The international writers’ organization PEN recently made available its 2010 Writers in Translation anthology, which one can pick up online (as a PDF) or at select libraries and independent bookstores: for free!
The collection celebrates the act of translation (with some caveats). From the introduction:
So no, translation is not an adjunct, or something less than writing. Umberto Eco, asked which language could be called Europe’s, answered that translation was the language of Europe. We could extend his answer. Translation is the world’s language.
There are a number of Arab writers in the anthology (Elias Khoury appears twice), and PEN this year had a special relationship with the Beirut39 organizers.

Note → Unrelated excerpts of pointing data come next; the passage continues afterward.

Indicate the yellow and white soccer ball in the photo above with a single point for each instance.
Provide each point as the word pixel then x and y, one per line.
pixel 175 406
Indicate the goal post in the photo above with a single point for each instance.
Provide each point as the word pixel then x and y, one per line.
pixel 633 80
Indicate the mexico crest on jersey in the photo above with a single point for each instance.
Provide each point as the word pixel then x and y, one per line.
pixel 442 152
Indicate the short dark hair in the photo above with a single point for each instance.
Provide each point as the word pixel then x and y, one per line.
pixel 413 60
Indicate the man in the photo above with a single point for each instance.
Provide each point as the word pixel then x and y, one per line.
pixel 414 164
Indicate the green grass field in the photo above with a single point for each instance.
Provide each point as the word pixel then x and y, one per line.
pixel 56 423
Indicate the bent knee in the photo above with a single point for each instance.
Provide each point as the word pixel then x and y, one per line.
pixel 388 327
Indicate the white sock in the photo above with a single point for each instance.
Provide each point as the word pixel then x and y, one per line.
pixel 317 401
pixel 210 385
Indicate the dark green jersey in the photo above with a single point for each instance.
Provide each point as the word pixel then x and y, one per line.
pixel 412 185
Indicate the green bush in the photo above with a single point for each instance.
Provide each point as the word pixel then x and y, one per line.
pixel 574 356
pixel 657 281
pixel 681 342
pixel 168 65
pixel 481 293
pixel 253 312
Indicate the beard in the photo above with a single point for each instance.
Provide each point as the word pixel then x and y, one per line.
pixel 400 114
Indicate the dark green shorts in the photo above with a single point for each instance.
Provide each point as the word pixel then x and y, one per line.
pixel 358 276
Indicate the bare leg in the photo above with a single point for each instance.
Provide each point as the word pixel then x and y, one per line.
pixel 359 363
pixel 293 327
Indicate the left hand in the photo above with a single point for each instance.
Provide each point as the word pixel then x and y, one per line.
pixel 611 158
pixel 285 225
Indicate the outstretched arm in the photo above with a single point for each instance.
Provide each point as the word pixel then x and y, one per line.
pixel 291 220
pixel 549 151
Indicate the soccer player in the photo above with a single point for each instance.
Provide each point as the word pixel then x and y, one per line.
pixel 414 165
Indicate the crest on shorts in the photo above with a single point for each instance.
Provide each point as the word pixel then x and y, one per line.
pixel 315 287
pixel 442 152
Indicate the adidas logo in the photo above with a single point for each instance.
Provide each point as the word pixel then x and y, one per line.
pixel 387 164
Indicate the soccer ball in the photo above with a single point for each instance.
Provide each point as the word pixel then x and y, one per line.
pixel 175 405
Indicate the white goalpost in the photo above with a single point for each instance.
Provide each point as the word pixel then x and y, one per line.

But Making the World Legible has more than Beirut39 excerpts (and happily includes a story from Hassan Blasim, who Robin Yassin-Kassab thought should not have been overlooked for the Beirut39 list).
The collection is not entirely full of new works. It includes excerpts from Khoury’s Gate of the Sun and Yalo (both translated by Humphrey Davies), Being Arab, by Samir Kassir (translated by Will Hobson) The Yacoubian Building (also trans by Davies), The Chill of the City by Algerian-French author Faiza Guene (translated by Sarah Ardizzone), Tahar Ben Jelloun’s Ala Afia (translated by Linda Coverdale), the short story “The Reality and the Record,” by Blasim (translated by Jonathan Wright), and Yassin Adnan’s “Small Talk in Shades of White,” translated by Haroon Shirwani.